Too compact and explosive off the dribble to be slowed down by the Blue Hens’ defense, the Jayhawks’ 5-foot-4 captain from Tahlequah, Okla., engineered her team’s second straight NCAA Tournament upset, leading the Kansas women’s basketball team to a 70-64 victory and a spot in the Sweet 16.
Cool and calm throughout the second-round victory, Goodrich saw the offensive end with absolute clarity, reading the defense and punishing the Blue Hens for whatever openings they allowed her, whether that be a driving lane, a passing angle or an open three-pointer.
Goodrich went 12-for-21 from the field with 27 points, three three-pointers and six assists. That was clear to everyone, including the Twitter-verse, where “Angel” was a trending topic.
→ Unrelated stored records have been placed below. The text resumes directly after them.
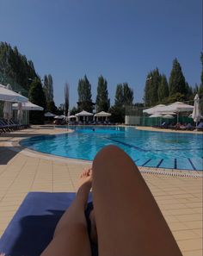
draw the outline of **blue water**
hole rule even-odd
[[[22,140],[31,149],[93,160],[104,146],[121,147],[138,166],[202,171],[202,134],[163,133],[118,127],[73,127],[73,133]],[[93,128],[95,131],[93,131]]]

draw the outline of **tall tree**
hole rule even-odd
[[[46,97],[46,102],[49,101],[49,97],[48,97],[48,91],[49,91],[49,81],[48,81],[48,77],[46,75],[44,76],[44,85],[43,85],[43,90]]]
[[[114,106],[122,107],[123,103],[124,103],[123,85],[122,84],[117,84],[116,91],[115,91]]]
[[[48,101],[53,101],[53,85],[52,85],[52,77],[51,74],[48,74],[48,84],[49,84],[49,91],[48,91]]]
[[[201,82],[200,85],[199,87],[198,93],[200,94],[200,97],[203,98],[203,53],[200,53],[200,61],[201,61]]]
[[[69,111],[69,84],[65,84],[65,116],[68,115]]]
[[[161,77],[161,83],[158,86],[158,102],[162,103],[166,97],[169,97],[169,84],[166,76],[163,74]]]
[[[40,79],[35,78],[29,90],[29,100],[33,103],[46,108],[46,97]],[[30,111],[30,122],[33,124],[43,124],[44,111]]]
[[[86,110],[92,112],[92,94],[91,84],[85,75],[83,78],[79,79],[78,87],[78,110]]]
[[[52,77],[51,74],[44,77],[44,92],[46,96],[46,102],[53,101],[53,86],[52,86]]]
[[[15,91],[21,90],[22,95],[28,97],[31,81],[34,78],[40,78],[33,62],[22,55],[16,47],[12,48],[9,44],[0,42],[0,82],[12,84]]]
[[[123,104],[131,106],[133,103],[133,91],[128,86],[127,83],[123,84]]]
[[[158,88],[161,84],[162,76],[158,68],[156,68],[147,75],[145,88],[145,105],[147,107],[155,106],[158,103]]]
[[[108,98],[108,82],[102,76],[100,76],[98,78],[95,103],[97,112],[108,111],[110,107],[110,99]]]
[[[173,61],[173,67],[169,77],[169,96],[177,92],[186,96],[188,94],[188,88],[181,66],[175,58]]]

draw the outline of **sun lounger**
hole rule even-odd
[[[195,127],[193,126],[191,123],[188,123],[186,126],[186,130],[187,131],[193,131],[195,129]]]
[[[0,239],[0,254],[39,256],[75,193],[30,192]]]

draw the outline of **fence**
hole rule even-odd
[[[185,102],[186,104],[193,105],[194,101]],[[203,115],[203,98],[200,101],[200,111]],[[144,113],[143,110],[149,108],[140,108],[136,106],[126,107],[125,123],[126,125],[137,126],[158,126],[163,122],[168,124],[175,124],[177,122],[177,116],[175,116],[173,119],[164,117],[150,117],[150,115]],[[181,112],[179,113],[178,122],[181,124],[191,123],[194,124],[193,118],[189,117],[192,112]]]

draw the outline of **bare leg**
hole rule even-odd
[[[53,239],[41,256],[90,256],[91,249],[87,231],[84,209],[91,189],[89,170],[81,176],[76,199],[58,222]]]
[[[93,203],[100,256],[181,256],[138,167],[108,146],[93,162]]]

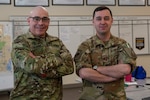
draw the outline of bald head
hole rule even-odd
[[[42,6],[37,6],[33,8],[29,14],[29,16],[37,16],[37,15],[38,16],[44,15],[45,17],[49,17],[47,9]]]

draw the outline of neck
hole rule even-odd
[[[97,36],[98,36],[98,38],[100,39],[100,40],[102,40],[102,41],[108,41],[109,39],[110,39],[110,34],[105,34],[105,35],[101,35],[101,34],[98,34],[97,33]]]

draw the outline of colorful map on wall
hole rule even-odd
[[[11,89],[14,85],[10,59],[12,40],[12,22],[0,22],[0,90]]]

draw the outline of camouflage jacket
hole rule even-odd
[[[20,35],[12,44],[11,58],[15,88],[10,100],[62,100],[62,76],[73,73],[74,67],[59,38],[34,37],[30,32]]]
[[[74,61],[76,73],[83,67],[116,65],[118,62],[136,66],[136,54],[123,39],[112,36],[104,43],[96,35],[84,41],[78,48]],[[83,79],[80,100],[126,100],[124,78],[109,83],[94,83]]]

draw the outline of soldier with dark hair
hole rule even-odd
[[[108,7],[93,12],[96,35],[82,42],[74,61],[82,78],[79,100],[126,100],[124,76],[136,66],[136,54],[123,39],[110,32],[113,15]]]
[[[10,100],[62,100],[62,76],[73,73],[73,59],[62,41],[46,32],[48,11],[35,7],[29,31],[12,44],[15,87]]]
Not that the instant fame impressed Goodrich.
“I didn’t know what trending meant,” she said with a huge smile.
…Next up for Kansas is an 11 a.m. match-up on Saturday with Tennessee in Des Moines, Iowa. The game will be televised on ESPN.
LJW
KU’s Angel in the backcourt had the audience she deserved Tuesday, when she treated ESPN2 viewers to her vast array of basketball skills in a 70-64 upset victory against No. 3 Delaware.
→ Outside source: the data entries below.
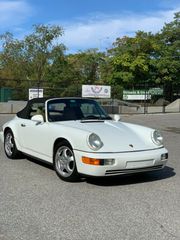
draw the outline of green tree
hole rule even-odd
[[[173,87],[180,88],[180,12],[157,34],[156,82],[162,83],[165,97],[173,100]]]

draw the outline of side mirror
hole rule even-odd
[[[40,114],[37,114],[37,115],[32,116],[31,120],[34,121],[34,122],[36,122],[36,125],[39,125],[39,124],[41,124],[41,123],[44,122],[44,118],[43,118],[43,116],[40,115]]]
[[[115,114],[114,115],[114,121],[115,122],[118,122],[118,121],[120,121],[121,120],[121,116],[119,115],[119,114]]]

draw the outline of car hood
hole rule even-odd
[[[67,121],[59,124],[72,128],[73,132],[77,131],[76,134],[78,130],[85,131],[87,138],[90,133],[96,133],[103,142],[100,152],[140,151],[158,147],[151,138],[153,129],[135,124],[115,121]]]

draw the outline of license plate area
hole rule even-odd
[[[134,168],[144,168],[144,167],[151,167],[154,166],[154,160],[143,160],[143,161],[129,161],[126,162],[127,169],[134,169]]]

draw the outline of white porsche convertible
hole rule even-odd
[[[90,99],[32,99],[0,136],[8,158],[46,161],[67,181],[160,170],[168,159],[158,130],[112,120]]]

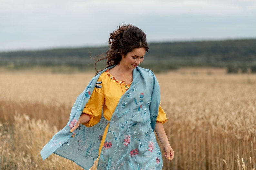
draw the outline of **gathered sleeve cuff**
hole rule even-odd
[[[160,102],[160,104],[161,103]],[[166,114],[164,112],[163,109],[159,105],[159,109],[158,109],[158,115],[156,118],[156,122],[164,123],[166,121],[167,121]]]
[[[100,82],[99,79],[98,82]],[[102,84],[96,85],[97,86],[94,88],[90,98],[82,112],[90,116],[90,119],[89,121],[83,124],[87,127],[91,127],[98,123],[101,118],[105,95]]]

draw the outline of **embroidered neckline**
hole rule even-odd
[[[124,87],[125,88],[125,90],[126,91],[127,91],[127,90],[129,89],[129,87],[128,87],[127,84],[125,84],[124,80],[123,80],[121,81],[118,81],[116,79],[115,77],[113,77],[111,74],[110,74],[110,73],[108,72],[108,70],[106,70],[106,73],[107,73],[107,75],[111,79],[113,80],[115,82],[120,84],[120,85],[121,85],[121,84],[123,84],[124,85]]]

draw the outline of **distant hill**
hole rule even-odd
[[[238,68],[256,72],[256,39],[149,43],[142,66],[155,71],[182,66],[226,67],[230,72]],[[37,51],[0,52],[0,66],[15,68],[66,66],[93,67],[93,57],[108,47],[59,48]],[[100,63],[100,67],[104,63]]]

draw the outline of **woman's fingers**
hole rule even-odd
[[[174,157],[174,151],[171,146],[165,147],[164,149],[165,152],[163,155],[165,158],[169,160],[173,159]]]

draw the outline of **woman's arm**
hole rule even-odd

…She hit three-pointers. She threaded no-look passes to precise targets. She drove to the hoop and fearlessly kissed shots off the glass as if she were a foot taller. She led ESPN.com and ESPN’s SportsCenter. She handled her postgame interview with Holly Rowe as if she had spent as much time on national TV as Katie Couric. She trended on Twitter. Repeat: Angel Goodrich trended on Twitter.
Angel’s killer smile reached all the way from Little Rock, Ark., to her hometown of Tahlequah, Okla., to right here in Lawrence.
Goodrich arrived at Kansas on the shy side and had to endure surgeries to repair a torn ACL on each knee. And look at her now.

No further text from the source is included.